Last year when I saw YEI Technology’s Unreal Engine demo of their 3-Space Sensors, I mentioned how it might be able to integrate with the Oculus Rift for a more immersive virtual reality experience. Turns out the company had the same plan all along. YEI recently launched a Kickstarter fundraiser for PrioVR, an improved and affordable version of the 3-Space Sensors.
The PrioVR sensors are significantly smaller than the 3-Space Sensors and will also include an input unit. The latter is for plugging in additional external input, i.e. physical controllers such as a joystick or a gamepad. Data from sensors and input units will be sent to a “centralized wearable wireless hub architecture”, which in turn will beam the data to a base station that has a USB output.
PrioVR currently comes in two developer kits: PrioVR Lite includes 11 sensors, 1 input unit, the wireless hub, the base station plus the straps needed to wear all of the electronics. The PrioVR Pro kit adds 6 more sensors and 1 more input unit to the Lite kit. As expected, the kits will come with SDK and API so developers can adapt or build games around PrioVR. YEI Technology also said that “major game engines will be supported” and that they will also release “demo projects and open source code examples.”
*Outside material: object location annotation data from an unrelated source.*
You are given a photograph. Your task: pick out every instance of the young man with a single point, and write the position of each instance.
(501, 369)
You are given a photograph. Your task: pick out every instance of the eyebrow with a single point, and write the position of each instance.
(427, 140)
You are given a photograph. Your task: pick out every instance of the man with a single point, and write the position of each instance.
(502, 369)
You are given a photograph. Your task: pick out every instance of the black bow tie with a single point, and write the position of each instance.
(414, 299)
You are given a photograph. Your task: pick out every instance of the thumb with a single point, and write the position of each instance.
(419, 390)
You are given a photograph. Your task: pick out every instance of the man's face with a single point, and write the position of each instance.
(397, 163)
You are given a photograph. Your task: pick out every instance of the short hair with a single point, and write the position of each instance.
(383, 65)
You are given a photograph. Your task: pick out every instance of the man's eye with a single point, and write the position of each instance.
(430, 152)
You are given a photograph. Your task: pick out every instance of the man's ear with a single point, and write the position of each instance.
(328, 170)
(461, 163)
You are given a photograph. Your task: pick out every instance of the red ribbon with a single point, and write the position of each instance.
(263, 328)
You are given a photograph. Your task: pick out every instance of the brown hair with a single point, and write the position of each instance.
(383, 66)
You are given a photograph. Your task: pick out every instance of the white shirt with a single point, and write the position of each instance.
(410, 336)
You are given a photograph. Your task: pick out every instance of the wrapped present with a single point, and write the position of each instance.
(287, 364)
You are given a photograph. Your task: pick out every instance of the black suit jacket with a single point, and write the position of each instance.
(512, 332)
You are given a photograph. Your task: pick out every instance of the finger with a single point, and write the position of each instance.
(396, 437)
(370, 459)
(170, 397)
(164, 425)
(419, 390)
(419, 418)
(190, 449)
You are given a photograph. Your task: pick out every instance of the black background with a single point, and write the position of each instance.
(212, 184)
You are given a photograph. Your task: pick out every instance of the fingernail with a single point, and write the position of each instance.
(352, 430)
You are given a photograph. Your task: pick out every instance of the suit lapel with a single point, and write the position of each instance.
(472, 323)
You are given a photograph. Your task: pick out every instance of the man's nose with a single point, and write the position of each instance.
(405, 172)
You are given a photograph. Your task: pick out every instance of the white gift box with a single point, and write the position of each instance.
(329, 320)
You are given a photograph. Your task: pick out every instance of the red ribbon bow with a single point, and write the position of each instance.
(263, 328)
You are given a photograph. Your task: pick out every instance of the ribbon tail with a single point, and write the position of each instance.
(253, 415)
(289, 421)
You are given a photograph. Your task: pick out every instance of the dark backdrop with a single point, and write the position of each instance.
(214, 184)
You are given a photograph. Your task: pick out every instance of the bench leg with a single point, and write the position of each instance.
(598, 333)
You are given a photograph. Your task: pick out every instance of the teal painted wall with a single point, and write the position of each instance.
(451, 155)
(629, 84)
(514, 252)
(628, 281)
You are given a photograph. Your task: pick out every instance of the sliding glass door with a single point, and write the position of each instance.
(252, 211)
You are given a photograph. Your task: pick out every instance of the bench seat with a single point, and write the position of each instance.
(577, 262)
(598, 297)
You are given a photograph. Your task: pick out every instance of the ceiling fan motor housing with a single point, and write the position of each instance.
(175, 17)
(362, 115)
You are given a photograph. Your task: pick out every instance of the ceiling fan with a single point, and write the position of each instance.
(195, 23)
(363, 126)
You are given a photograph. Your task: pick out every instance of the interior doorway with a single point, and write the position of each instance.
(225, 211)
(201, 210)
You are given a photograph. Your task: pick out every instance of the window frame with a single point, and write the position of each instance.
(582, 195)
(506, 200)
Pledge at least $450 (USD) on Kickstarter to get a PrioVR dev kit as a reward. I wonder what gaming companies and console makers think of all these virtual reality hardware. The Omni VR treadmill in particular seems to be in direct competition with the PrioVR. I also find it hilarious that Nintendo, Sony and Microsoft seem to have given up on motion-controlled gaming when in fact they popularized it with their respective efforts, especially with the Wii and the Kinect. I guess they weren’t able to connect the dots to virtual reality. Perhaps no one really did until the Oculus Rift hit the scene.
However, while the PrioVR and other VR hardware have immense potential, I think it’s safe to say that we’re still years away from seeing consumer versions of any of them. I think the manufacturers need to sort out who their partners will be and eventually release a complete package for consumers and game developers alike. They can’t expect us to buy various VR hardware separately without knowing which games they’ll work with. Remember, as of now these sensors and headsets are separate from PCs and consoles – you know, the machines that actually run games. If folks are already balking at the Xbox One’s price, imagine how they’ll react when they find out you have to shell out hundreds of dollars for a console or a gaming PC, $300 for the Oculus Rift and then $450 more for the sensors. Holy crap. A subscription-based cloud gaming setup – with free-to-play games – almost makes sense from my wallet’s perspective.